Suzanne McClelland

TOY

16.4.2010 - 5.6.2010

 

New York artist Suzanne McClelland occasionally creates expansive „walk-in-paintings“ such as her 1992 piece at the Whitney Museum in New York. At Andres Thalmann Gallery she presents her paintings and monotypes superimposed on uniquely crafted wallpapers. McClelland juxtaposes the exuberant formal laguages of various media and thereby creates a pulsating environment that embraces the entire gallery.

 

In her works the artist transforms the sounds of words into visual language. Only rarely can one read the words that inform her pieces. Characters are superimposed, juxtaposed and scattered across the canvas. The viewer often encounters a plentitude of e’s and o’s. The dense constellations of ciphers evoke the sounds of speech; they often produce sharp or bright resonating chambers that seem to hover on a fog-like surface.
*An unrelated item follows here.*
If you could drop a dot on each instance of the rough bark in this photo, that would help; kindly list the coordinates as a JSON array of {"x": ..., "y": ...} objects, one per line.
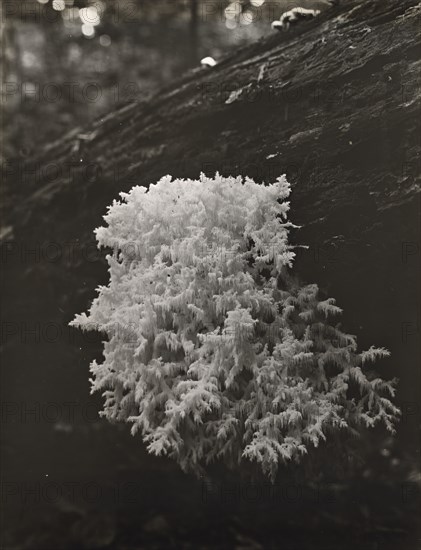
[{"x": 333, "y": 103}]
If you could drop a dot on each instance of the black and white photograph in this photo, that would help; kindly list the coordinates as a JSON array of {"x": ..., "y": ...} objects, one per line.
[{"x": 210, "y": 275}]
Elsewhere they are pushed back and silenced by opaque milky-white layers of paint.

 

Since the 1990s McClelland has explored the sound and meaning of specific words and sentences. Her works are not based on texts but on the utterances of spoken language. Accordingly, the artist does not subjugate words to a strict textual structure imposed by reading from left to right, top to bottom. Rather, it is the ambiguity of direct speech and the prominence of intonation that propel her compositions.

 

In her serially linked bodies of work Toy, Heap and Erase, McClelland explores the semantic range of the depicted words by allowing characters and sounds to clash in every possible way. Letters are linked up in dense networks or pilled up to precarious stacks. Occasionally, they accumulate to a point of density where their identity is completely obliterated. As a counterpoint to this accumulation, McClelland introduces fields of white paint that completely or partially obliterate preceding layers. These luminous spaces interrupt the torrent of words and may introduce a moment of stillness.

 

In her monotypes McClelland is concerned with the sign o, which can be read as a letter, a number or an abstract shape. The o’s dissolve into a variety of shapes – ovals, spirals, and writing. Some forms seem to weave over and under each other; many are collaged with painted and printed spheres and webs. The publication “Suzanne McClelland: Rock and Shift” (2008), provides an overview of this cycle that is so rich in variation. The motifs from some monotypes provide the pattern for the wallpapers that McClelland specially crafted for the exhibition space at the Andres Thalmann Gallery.